The residents say they have had enough of the annual ritual of moving into relief camps and then back home

Meena tries every trick in her bag, from a small toy which produces a jingle to pointing at crows, to make her one-year-old child stop crying. Sitting on the steps of a dilapidated classroom at Government Fisheries School, Valiathura, which as a relief camp becomes second home to her for many months every year, she says that this time she is not going to leave after the waves recede, like in the previous years. Inside the classroom, a group of women nods in agreement.

It was two weeks ago that 248 people belonging to 46 families shifted here, after tidal waves broke through the depleted barriers at midnight for the first time this season.

No one was keeping vigil as such an early attack of the waves was unexpected. Sleeping toddlers floated about before being rescued and shifted to the safety of the fisheries school. The waves have receded now, but the families do not trust the deceptive calm of the sea.

Come May, the annual round of sea erosion will be set off, sending more families scrambling to the safety of the relief camps. These frequent spells of destruction and running away have been one constant in the lives of thousands of families who live along the capital city’s vast coastline. The cycle goes on as permanent solutions promised by successive governments gather dust.

Regular affair

“These annual shifts have been a part of my earliest memories. For the past 22 years at least, I have been coming to this school annually with my family and neighbours. It happens twice every year, but the sea erosion around the time of the monsoon is particularly severe. We come here in May and leave only by August. During that time, our daily survival depends on the mercy of government officials, who are sometimes reluctant to even supply us food,” says Ms. Meena.

The few classrooms that have been allotted to these families as part of the relief camp are another picture of neglect. In the blazing summer, the rooms without any ceiling fans are a veritable frying pan.

“We do not get even enough drinking water here. At night, all the women and children sleep in the rooms. The men sleep outside, near the Valiathura pier or on the school verandah. We are constantly taunted by the officials for staying here. They expect us to leave as soon as the waves recede without looking at the state of our houses. We need time to rebuild, to start from scratch. This time, some families have left already, but we have decided to stay put till a permanent solution to the problem is arrived at,” says 45-year-old Mable.

During the monsoon, the functioning of the school is also partly affected owing to the relief camps. So, there is a constant pressure on the families to leave.

“Every year, we go back thinking of these students’ futures. But last time, even some of the children told us to stay. They understood our condition better as their families also live close to the coast. But, sometimes the officials taunt us and treat us as freeloaders,” says Ms. Mable.

Camp closed

When The Hindu contacted an employee of the Valiathura village office, he said the families “tend to stay back raising various demands even after the waves have long receded.” The relief camp had now been officially declared closed and a report sent to the tahsildar, he said.

When they leave the camp, the families are usually given around Rs.3,000 as a token amount for thatching their huts.
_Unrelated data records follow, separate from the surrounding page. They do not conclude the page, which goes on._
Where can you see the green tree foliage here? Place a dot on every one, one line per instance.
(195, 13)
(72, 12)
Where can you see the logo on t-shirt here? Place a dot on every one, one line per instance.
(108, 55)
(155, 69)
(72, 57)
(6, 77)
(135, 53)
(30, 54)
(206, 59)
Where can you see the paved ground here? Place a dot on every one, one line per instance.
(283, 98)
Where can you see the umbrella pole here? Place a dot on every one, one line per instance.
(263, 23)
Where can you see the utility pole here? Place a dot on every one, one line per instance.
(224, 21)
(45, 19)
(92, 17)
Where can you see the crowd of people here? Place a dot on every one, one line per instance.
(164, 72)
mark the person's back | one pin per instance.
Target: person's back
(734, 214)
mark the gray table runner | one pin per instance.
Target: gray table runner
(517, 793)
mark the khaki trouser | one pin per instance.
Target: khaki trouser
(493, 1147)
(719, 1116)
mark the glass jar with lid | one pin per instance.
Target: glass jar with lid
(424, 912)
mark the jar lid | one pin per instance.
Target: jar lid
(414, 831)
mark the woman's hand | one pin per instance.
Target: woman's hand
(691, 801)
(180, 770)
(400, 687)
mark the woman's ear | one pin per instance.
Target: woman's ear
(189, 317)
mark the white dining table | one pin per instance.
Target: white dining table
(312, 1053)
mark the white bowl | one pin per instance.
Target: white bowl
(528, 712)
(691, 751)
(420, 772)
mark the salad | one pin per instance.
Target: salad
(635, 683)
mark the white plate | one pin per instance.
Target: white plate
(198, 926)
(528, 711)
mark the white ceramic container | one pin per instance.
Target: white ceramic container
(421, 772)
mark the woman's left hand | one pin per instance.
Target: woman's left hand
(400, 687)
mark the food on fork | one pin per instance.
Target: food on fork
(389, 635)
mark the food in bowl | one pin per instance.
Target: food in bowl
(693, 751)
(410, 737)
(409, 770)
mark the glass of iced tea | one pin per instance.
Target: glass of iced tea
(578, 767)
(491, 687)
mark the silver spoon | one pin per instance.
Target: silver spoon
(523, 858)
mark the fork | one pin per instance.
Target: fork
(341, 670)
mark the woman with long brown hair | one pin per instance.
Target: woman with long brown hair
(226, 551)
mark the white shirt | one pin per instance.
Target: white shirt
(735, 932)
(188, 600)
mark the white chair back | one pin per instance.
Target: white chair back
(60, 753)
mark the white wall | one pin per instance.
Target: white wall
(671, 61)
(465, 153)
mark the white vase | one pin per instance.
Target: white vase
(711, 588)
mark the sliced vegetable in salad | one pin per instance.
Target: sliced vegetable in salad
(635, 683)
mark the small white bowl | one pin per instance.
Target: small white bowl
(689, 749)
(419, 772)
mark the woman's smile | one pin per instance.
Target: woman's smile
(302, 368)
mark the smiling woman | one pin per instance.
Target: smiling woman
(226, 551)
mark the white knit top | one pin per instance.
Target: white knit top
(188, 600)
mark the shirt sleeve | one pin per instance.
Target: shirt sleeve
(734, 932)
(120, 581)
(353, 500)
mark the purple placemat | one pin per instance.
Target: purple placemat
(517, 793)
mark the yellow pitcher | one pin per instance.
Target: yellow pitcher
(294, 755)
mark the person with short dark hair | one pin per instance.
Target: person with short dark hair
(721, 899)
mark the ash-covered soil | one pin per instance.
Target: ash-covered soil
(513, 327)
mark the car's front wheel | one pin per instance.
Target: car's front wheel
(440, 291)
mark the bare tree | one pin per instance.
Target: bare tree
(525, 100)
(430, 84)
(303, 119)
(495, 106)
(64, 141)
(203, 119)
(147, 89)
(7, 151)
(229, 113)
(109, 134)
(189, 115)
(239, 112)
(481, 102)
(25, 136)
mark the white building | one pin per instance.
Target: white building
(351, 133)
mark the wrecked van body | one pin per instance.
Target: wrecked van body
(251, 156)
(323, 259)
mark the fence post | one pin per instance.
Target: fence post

Last year, most of them got amounts ranging from Rs.20,000 to Rs.35,000 as a special grant.

“We have been told that land has been allotted to build houses for us near the Muttathara sewage plant and near the FCI godown. If you cannot build houses, at least give us that land so that we can shift our huts there. We do not need money anymore. All we are asking for is a piece of land away from the waves,” says 52-year-old Baby.

Valiathura ward councillor Tony Oliver says he had taken the initiative in handing over the Corporation-owned land near the FCI godown to the Kerala State Coastal Area Development Corporation (KSCADC).

“The Corporation handed over the 46 cents of land near the FCI godown to the KSCADC as soon as they asked for it. The foundation stone was laid way back in May 2012. But after that nothing happened even though Central funds were always available. They kept on increasing the estimate for the houses. First, it was Rs.2.5 lakh per house, which was increased to Rs.4.5 lakh, and later to Rs.6.5 lakh, which may make it unfeasible,” says Mr. Oliver.

Work at Muttathara

He says the funds for coastal development are sometimes spent in areas away from the coast and even in districts without any coastline. The work on the houses near Muttathara sewage plant is expected to start after the elections, he says.

The lack of a sea wall for long stretches along the coastline is one primary cause for the annual trail of destruction.

“A few years ago, the government made an attempt to rebuild the sea walls here. But they used small rocks which were washed away in a few years. Now, you cannot find even one of those stones. The way these stones were arranged was another reason for the sea taking it all away. You need large rocks packed closely to give some resistance to the waves. No such planning was done before building the sea wall,” says Joby, a resident here.   

The recurring costs of running relief camps and giving out compensation can be saved if at least the first few rows of houses along the coast can be shifted to the new locations, say the residents.

Even amid all the hopelessness, the residents of the relief camp say that they have all voted in the general elections.

“Yes, all of us went out to vote with the hope that at least the next government will help us. Only one of the candidates visited us this time around.  Even he repeated the promises that we have been hearing over the past many years,” says Ms. Mable.